Thus, we need to evaluate P(spam), P(nonspam), P(word | spam) and P(word | nonspam) for each word in the entire dataset vocabulary.

For a given word: $$ P(word\ |\ spam) = \frac{N_{word\ |\ spam} + \alpha}{N_{spam} + \alpha * N_{vocabulary}}, $$

with $\alpha$ as the Laplace smoothing factor, which we will set to 1, $N_{word\ |\ spam}$ as the wordcount of word in all spam messages, $N_{spam}$ the total number of words in spam messages and $N_{vocabulary}$ the total number of words (unique occurences) in the entire vocabulary.

The formula for non-spam messages is straightforward: $$ P(word\ |\ nonspam) = \frac{N_{word\ |\ nonspam} + \alpha}{N_{nonspam} + \alpha * N_{vocabulary}} $$

As we set alpha to 1, we get: $$ P(word\ |\ spam) = \frac{N_{word\ |\ spam} + 1}{N_{spam} + N_{vocabulary}} $$

$$ and $$

$$ P(word\ |\ nonspam) = \frac{N_{word\ |\ nonspam} + 1}{N_{nonspam} + N_{vocabulary}} $$

In [18]:
p_spam = train_clean['Label'].value_counts(normalize=True)['spam']
p_spam
Out[18]:
0.13324360699865412
In [19]:
p_ham = train_clean['Label'].value_counts(normalize=True)['ham']
p_ham
Out[19]:
0.8667563930013459
In [20]:
#Calculating N_spam, N_ham and N_vocabulary
train_spam = train_clean[train_clean['Label']=='spam']
words_per_sms_spam = train_spam['SMS'].apply(len)
n_spam = words_per_sms_spam.sum()

train_ham = train_clean[train_clean['Label']=='ham']
words_per_sms_ham = train_ham['SMS'].apply(len)
n_ham = words_per_sms_ham.sum()

n_vocabulary = len(vocabulary)

print('Spam messages vocabulary length equals {}'.format(n_spam))
print('Ham messages vocabulary length equals {}'.format(n_ham))
print('Total vocabulary length (unique words) equals {}'.format(n_vocabulary))
Spam messages vocabulary length equals 15142
Ham messages vocabulary length equals 57140
Total vocabulary length (unique words) equals 7712
In [21]:
#Initiating the alpha variable (Laplace smoothing) used in the naive Bayes theorem equation
alpha = 1
In [22]:
#Creating two dictionnaries with words as keys and probabilities as values
#Those two dictionnaries will look like this:
#dict_spam = {word_i: p(word_i|spam)}
#dict_ham = {word_j: p(word_j|ham)}

dict_spam = {word: 0 for word in vocabulary}
dict_ham = {word: 0 for word in vocabulary}

for word in vocabulary:
    n_word_given_spam = train_clean.loc[train_clean['Label']=='spam', word].sum()
    p_word_given_spam = (n_word_given_spam + alpha)/(n_spam + alpha*n_vocabulary)
    dict_spam[word] = p_word_given_spam
    n_word_given_ham = train_clean.loc[train_clean['Label']=='ham', word].sum()
    p_word_given_ham = (n_word_given_ham + alpha)/(n_ham + alpha*n_vocabulary)
    dict_ham[word] = p_word_given_ham

Creating the function that classifies messages

In [23]:
import re

def classify(message):

    message = re.sub('\W', ' ', message)
    message = message.lower()
    message = message.split()

    p_spam_given_message = p_spam
    p_ham_given_message = p_ham
    
    for word in message:
        if word in dict_spam:
            p_spam_given_message *= dict_spam[word]
        if word in dict_ham:
            p_ham_given_message *= dict_ham[word]

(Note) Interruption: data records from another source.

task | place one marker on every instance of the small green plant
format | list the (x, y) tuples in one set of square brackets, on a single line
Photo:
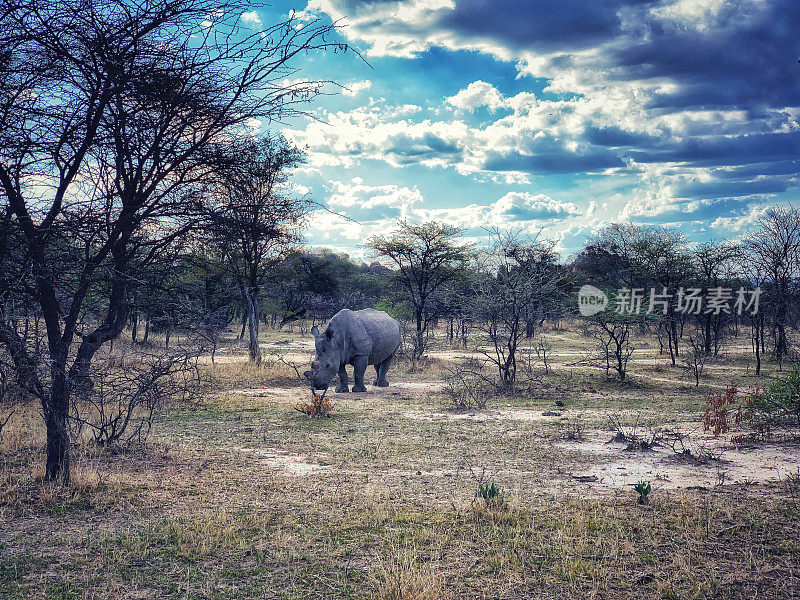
[(643, 488), (490, 492)]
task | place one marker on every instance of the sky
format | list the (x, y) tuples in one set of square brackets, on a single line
[(551, 117)]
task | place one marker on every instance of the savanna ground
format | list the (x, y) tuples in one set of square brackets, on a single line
[(241, 496)]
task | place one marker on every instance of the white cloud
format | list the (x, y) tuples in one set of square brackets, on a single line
[(251, 18), (356, 87), (476, 95)]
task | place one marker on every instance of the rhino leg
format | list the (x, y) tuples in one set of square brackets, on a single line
[(359, 368), (381, 369), (342, 387)]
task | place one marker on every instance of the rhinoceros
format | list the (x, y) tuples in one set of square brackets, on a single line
[(360, 338)]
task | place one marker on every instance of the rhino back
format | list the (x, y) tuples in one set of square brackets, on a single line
[(383, 331)]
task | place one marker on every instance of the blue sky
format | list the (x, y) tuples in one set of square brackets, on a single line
[(551, 116)]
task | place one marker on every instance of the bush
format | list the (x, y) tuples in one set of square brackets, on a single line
[(779, 405), (320, 406), (466, 388), (118, 403)]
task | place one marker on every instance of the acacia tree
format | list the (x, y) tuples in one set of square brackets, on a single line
[(522, 275), (111, 113), (427, 258), (254, 216), (713, 262), (774, 251)]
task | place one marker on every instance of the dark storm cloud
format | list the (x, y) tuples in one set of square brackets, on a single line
[(684, 61), (732, 189), (545, 25), (726, 150), (746, 56), (616, 137)]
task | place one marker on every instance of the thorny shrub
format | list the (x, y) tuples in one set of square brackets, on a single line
[(320, 406)]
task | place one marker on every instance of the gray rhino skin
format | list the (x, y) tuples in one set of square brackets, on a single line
[(360, 338)]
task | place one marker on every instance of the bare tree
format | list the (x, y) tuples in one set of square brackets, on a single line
[(254, 216), (774, 249), (523, 273), (427, 257), (111, 115)]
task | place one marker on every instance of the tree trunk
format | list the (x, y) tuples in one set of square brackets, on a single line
[(252, 323), (56, 410), (420, 339)]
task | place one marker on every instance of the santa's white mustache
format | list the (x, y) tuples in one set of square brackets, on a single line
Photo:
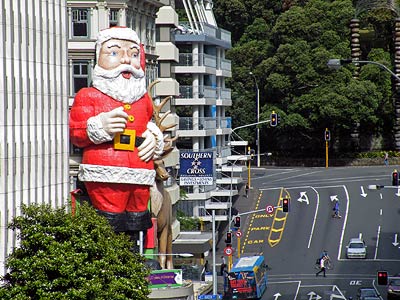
[(137, 73)]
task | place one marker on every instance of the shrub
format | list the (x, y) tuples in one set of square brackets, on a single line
[(71, 257)]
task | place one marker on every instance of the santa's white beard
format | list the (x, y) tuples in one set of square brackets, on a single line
[(112, 83)]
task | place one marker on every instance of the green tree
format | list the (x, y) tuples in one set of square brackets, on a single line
[(71, 257)]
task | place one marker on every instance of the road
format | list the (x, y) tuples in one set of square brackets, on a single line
[(292, 241)]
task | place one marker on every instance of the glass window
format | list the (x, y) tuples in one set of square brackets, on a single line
[(80, 75), (114, 17), (80, 23)]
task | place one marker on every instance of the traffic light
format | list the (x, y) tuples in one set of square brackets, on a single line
[(382, 277), (285, 204), (228, 239), (273, 119), (395, 178), (236, 222), (327, 135)]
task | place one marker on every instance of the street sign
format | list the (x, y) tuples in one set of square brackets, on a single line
[(209, 297), (269, 209), (228, 251)]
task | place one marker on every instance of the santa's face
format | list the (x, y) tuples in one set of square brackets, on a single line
[(118, 72)]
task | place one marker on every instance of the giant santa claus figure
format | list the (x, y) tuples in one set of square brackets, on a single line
[(111, 121)]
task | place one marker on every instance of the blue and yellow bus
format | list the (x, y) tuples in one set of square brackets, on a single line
[(247, 279)]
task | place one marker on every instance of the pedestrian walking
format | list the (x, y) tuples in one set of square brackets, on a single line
[(322, 267), (336, 213), (386, 159), (246, 190), (223, 265)]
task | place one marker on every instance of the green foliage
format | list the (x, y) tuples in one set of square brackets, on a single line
[(187, 223), (286, 45), (67, 257)]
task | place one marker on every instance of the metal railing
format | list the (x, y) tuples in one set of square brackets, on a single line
[(202, 123)]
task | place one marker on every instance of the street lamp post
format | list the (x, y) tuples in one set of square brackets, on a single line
[(335, 63), (258, 118)]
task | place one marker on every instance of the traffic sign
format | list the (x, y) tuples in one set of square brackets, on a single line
[(269, 209), (228, 251)]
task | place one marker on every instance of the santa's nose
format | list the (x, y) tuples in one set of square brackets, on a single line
[(125, 59)]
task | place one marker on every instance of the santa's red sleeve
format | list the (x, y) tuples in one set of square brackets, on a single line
[(82, 109)]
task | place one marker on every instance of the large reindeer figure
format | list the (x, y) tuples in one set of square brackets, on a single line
[(161, 205)]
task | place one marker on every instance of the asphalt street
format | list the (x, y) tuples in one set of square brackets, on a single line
[(291, 242)]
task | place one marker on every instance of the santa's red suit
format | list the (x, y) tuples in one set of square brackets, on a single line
[(117, 181)]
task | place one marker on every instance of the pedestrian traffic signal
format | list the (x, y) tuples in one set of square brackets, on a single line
[(273, 119), (395, 178), (285, 204), (236, 222), (327, 135), (382, 277), (228, 239)]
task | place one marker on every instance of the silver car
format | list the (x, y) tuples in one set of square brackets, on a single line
[(356, 248)]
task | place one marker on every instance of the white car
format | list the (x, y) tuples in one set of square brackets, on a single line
[(356, 248)]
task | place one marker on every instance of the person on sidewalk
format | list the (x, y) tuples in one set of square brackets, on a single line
[(246, 190), (223, 266), (336, 213), (322, 267)]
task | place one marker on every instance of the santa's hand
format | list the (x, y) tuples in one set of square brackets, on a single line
[(114, 121), (104, 126), (147, 148)]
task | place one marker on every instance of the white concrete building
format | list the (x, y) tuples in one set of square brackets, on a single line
[(34, 115), (203, 126)]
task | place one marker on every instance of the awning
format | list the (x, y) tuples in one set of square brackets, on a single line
[(195, 242)]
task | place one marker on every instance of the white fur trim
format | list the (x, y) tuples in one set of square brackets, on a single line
[(111, 174), (159, 139), (96, 132)]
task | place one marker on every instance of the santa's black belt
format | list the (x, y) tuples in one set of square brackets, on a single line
[(127, 140)]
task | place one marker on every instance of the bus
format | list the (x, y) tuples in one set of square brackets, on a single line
[(247, 279)]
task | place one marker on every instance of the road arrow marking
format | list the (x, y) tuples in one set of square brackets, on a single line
[(395, 243), (312, 294), (334, 197), (303, 198), (362, 192), (277, 295)]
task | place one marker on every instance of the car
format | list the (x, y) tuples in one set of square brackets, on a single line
[(393, 288), (356, 248), (368, 293)]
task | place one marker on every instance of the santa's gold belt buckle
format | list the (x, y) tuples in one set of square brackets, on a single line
[(125, 140)]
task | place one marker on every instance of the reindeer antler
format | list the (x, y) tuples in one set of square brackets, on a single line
[(157, 110), (161, 172)]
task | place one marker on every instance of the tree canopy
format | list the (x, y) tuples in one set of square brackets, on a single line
[(286, 45)]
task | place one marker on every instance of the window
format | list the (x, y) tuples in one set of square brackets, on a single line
[(114, 17), (80, 23), (80, 76)]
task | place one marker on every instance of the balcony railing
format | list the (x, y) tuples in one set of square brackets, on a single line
[(190, 123), (203, 91), (200, 60), (224, 93), (224, 122), (224, 64)]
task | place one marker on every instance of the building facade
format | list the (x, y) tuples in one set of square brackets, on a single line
[(34, 123), (202, 71)]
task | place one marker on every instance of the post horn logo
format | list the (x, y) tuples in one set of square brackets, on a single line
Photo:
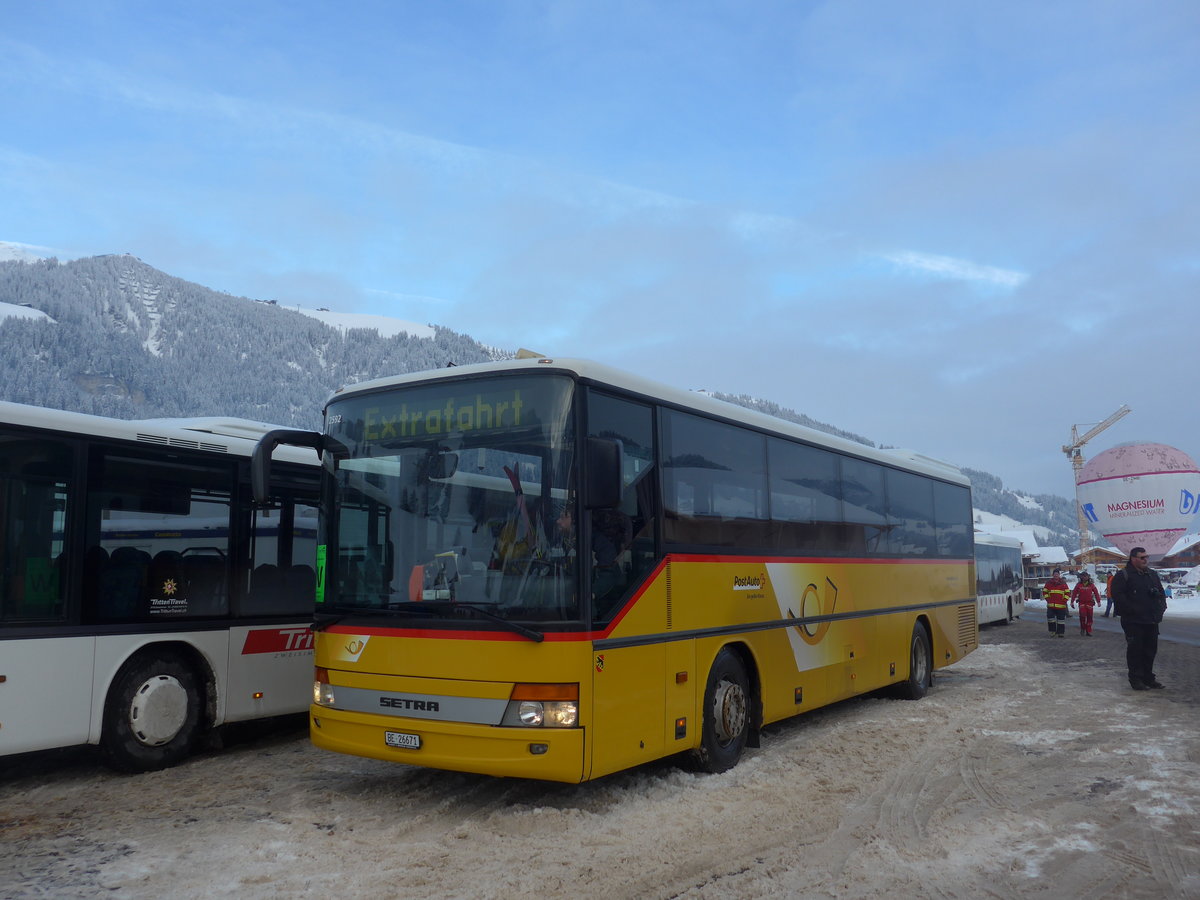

    print('P(Spam|message):', p_spam_given_message)
    print('P(Ham|message):', p_ham_given_message)

    if p_ham_given_message > p_spam_given_message:
        print('Label: Ham')
    elif p_ham_given_message < p_spam_given_message:
        print('Label: Spam')
    else:
        print('Equal proabilities, have a human classify this!')
In [24]:
#Testing the function with two 'obvious' messages
expected_spam = 'WINNER!! This is the secret code to unlock the money: C3421.'
expected_ham = 'Sounds good, Tom, then see u there'

classify(expected_spam)
print('\n')
classify(expected_ham)
P(Spam|message): 1.273700039190484e-25
P(Ham|message): 2.6479653658243408e-27
Label: Spam


P(Spam|message): 1.0782622513413257e-25
P(Ham|message): 4.248744927807854e-21
Label: Ham

Testing the algorithm on the test dataset

In [25]:
def classify_test(message):

    message = re.sub('\W', ' ', message)
    message = message.lower()
    message = message.split()

    p_spam_given_message = p_spam
    p_ham_given_message = p_ham
    
    for word in message:
        if word in dict_spam:
            p_spam_given_message *= dict_spam[word]
        if word in dict_ham:
            p_ham_given_message *= dict_ham[word]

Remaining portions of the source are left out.